Default risk looms: Sri Lanka's finance minister pledges to pay back loans despite dwindling foreign reserves

Sri Lanka's Finance Minister Basil Rajapaksa has stated that loan payments in excess of USD $1.5 billion dollars due next year will be paid and that "there is no need to worry", despite low foreign reserves and a slashed credit rating but acknowledged economic turmoil will persist through 2022.

The minister spoke during the first discussion organised by the Government Information Department on the ‘Budget-2022’ on Saturday and noted that he would ensure the repayment of a USD $500 million loan due in January and a USD $1000 million loan due in June. Rajapaksa noted that although "foreign reserves have dwindled, measures are being taken to repay the loan instalments", Daily News reports. He added that the country's current reserves are loans given by other countries but assured that by 2027 he would ensure that the country has its own stable reserves. 

Rajapaksa stressed that the government "needs more remittances" to pay for fuel, raw materials, food and medicines in the country.

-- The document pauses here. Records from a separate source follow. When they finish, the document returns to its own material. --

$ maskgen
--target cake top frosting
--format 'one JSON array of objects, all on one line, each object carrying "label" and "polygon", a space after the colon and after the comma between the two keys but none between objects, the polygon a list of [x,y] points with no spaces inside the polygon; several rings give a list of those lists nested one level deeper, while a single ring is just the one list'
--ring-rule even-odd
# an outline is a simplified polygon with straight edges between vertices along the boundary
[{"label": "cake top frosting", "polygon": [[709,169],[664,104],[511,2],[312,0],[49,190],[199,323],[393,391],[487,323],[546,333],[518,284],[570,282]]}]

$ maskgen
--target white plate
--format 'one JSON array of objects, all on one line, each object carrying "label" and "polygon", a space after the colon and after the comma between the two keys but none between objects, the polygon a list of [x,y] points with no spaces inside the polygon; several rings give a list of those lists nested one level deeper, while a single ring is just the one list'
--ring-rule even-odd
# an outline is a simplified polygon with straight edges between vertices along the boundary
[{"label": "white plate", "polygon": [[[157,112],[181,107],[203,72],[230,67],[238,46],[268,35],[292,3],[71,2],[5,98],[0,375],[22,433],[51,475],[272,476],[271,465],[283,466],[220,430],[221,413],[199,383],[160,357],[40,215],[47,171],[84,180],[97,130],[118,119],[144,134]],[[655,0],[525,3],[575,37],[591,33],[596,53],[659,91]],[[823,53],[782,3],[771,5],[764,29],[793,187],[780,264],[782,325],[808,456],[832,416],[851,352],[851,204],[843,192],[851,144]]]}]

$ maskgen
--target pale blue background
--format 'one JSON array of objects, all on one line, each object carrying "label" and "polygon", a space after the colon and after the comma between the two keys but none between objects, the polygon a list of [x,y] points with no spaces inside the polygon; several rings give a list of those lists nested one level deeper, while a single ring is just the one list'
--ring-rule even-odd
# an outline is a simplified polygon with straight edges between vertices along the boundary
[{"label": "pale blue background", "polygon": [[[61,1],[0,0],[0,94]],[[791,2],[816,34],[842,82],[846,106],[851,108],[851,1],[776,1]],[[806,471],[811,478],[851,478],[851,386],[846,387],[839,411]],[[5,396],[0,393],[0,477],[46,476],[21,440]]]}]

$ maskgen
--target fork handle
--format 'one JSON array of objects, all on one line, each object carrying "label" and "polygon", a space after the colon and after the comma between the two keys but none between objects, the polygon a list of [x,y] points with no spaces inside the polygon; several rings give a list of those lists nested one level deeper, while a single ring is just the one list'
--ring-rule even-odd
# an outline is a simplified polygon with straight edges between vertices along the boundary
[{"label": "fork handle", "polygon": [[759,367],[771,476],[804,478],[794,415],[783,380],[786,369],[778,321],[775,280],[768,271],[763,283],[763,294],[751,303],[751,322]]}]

Commenting on avenues to increase foreign reserves the Finance minister commented on the impact of tourism and the ill-effect the pandemic has had on the industry, he added, "the over 4.5 billion per year tourism trade came to a standstill... The foreign employment income flowing into the country from overseas also stopped this year".

Rajapaksa's comments come as the regime continues to preside over a deepening economic crisis in the country which has seen protests across Sri Lanka and the North-East. In recent months banks have been blacklisted by the Chinese government for failing to make payments on imports and leading credit rating agencies have slashed and downgraded the country's debt rating

Moody's recently downgraded the country's debt rating, stating the island was at risk of default as it lacked a clear debt repayment plan.

“The decision to downgrade the ratings is driven by Moody's assessment that the absence of comprehensive financing to meet the government's forthcoming significant maturities, in the context of very low foreign exchange reserves, raises default risks,” said a Moody’s press release. “In turn, this assessment reflects governance weaknesses in the ability of the country's institutions to take measures that decisively mitigate significant and urgent risks to the balance of payments.”